Morgan Stanley Warns of​ Market Disruption in 2026: ⁢A Striking Scenario for Risky Assets

Amidst expectations of moderate global growth and⁤ declining​ inflation, but acknowledging increasing economic uncertainty, morgan⁢ Stanley has released its⁤ forecasts for the dollar, euro, and gold‌ through ‍2026. The firm’s analysis points to a possibly important shift in market dynamics,especially for riskier investments.

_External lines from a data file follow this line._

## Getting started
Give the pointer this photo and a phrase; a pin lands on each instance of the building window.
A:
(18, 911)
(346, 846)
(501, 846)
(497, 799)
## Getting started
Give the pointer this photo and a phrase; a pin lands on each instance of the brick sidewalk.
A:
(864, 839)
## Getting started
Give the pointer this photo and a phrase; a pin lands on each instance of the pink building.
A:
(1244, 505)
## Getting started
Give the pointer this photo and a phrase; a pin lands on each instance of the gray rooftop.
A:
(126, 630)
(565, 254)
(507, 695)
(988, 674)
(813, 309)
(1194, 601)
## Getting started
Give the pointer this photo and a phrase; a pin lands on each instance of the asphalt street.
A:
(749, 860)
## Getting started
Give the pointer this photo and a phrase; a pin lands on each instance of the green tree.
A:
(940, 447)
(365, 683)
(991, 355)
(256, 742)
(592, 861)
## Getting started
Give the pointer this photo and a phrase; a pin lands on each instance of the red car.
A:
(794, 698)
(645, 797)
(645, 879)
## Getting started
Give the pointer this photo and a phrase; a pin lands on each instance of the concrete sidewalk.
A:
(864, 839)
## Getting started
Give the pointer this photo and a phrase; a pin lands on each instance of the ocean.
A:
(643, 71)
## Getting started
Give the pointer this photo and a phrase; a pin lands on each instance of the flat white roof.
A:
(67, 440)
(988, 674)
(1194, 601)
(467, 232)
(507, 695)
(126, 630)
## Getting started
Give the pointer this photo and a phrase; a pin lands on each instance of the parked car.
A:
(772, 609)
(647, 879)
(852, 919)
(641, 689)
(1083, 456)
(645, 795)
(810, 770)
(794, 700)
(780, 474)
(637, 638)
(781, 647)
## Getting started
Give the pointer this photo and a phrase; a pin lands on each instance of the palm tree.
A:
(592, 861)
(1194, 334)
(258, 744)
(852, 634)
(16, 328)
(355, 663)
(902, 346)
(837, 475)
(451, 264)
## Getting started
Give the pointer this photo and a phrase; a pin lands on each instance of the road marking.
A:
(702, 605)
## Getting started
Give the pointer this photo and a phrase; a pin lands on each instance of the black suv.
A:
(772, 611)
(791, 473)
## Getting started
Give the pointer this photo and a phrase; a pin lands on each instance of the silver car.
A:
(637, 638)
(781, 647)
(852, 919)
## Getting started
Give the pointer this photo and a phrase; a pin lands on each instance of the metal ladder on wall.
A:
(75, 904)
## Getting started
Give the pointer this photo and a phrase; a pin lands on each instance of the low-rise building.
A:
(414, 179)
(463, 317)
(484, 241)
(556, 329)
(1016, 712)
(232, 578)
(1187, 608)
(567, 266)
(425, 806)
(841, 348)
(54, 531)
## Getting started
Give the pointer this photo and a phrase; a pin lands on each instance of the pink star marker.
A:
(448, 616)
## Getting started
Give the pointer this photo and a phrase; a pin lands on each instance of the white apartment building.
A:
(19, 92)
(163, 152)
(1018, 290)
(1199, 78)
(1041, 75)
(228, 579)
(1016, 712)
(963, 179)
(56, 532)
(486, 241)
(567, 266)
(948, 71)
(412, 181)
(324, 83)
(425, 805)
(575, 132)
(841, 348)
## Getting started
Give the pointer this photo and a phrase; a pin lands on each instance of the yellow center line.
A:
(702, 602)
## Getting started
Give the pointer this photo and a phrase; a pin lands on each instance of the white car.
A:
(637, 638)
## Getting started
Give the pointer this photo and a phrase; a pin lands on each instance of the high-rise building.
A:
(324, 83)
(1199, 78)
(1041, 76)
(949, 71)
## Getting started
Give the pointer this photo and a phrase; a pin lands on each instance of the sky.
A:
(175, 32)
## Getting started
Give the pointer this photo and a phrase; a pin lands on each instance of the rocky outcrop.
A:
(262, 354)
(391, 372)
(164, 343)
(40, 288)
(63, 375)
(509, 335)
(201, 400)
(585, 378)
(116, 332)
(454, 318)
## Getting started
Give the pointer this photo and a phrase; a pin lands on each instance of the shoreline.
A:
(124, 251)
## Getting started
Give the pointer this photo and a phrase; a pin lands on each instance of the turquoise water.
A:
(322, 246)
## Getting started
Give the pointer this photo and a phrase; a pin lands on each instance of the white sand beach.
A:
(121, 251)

Artificial Intelligence:​ The catalyst for Change

A key driver of Morgan Stanley’s bullish outlook‌ is the accelerating investment in artificial intelligence. The bank’s ​report‌ suggests ​this surge⁤ will fuel increased risk appetite among⁣ investors. “A ⁢strong 2026 is coming for risky assets,” analysts stated, citing supportive policy environments and a generally positive economic outlook as contributing factors.

Specifically, Morgan‍ Stanley‌ projects⁤ the S&P 500 index to⁤ reach 7,800 points ‌by the close of 2026, representing a projected increase of 16 percent from current levels. This optimistic forecast is predicated ⁣on a belief that smaller-cap US companies will outperform their larger counterparts, and that cyclical ​sectors will lead the way, surpassing ⁣the performance of more defensively positioned industries.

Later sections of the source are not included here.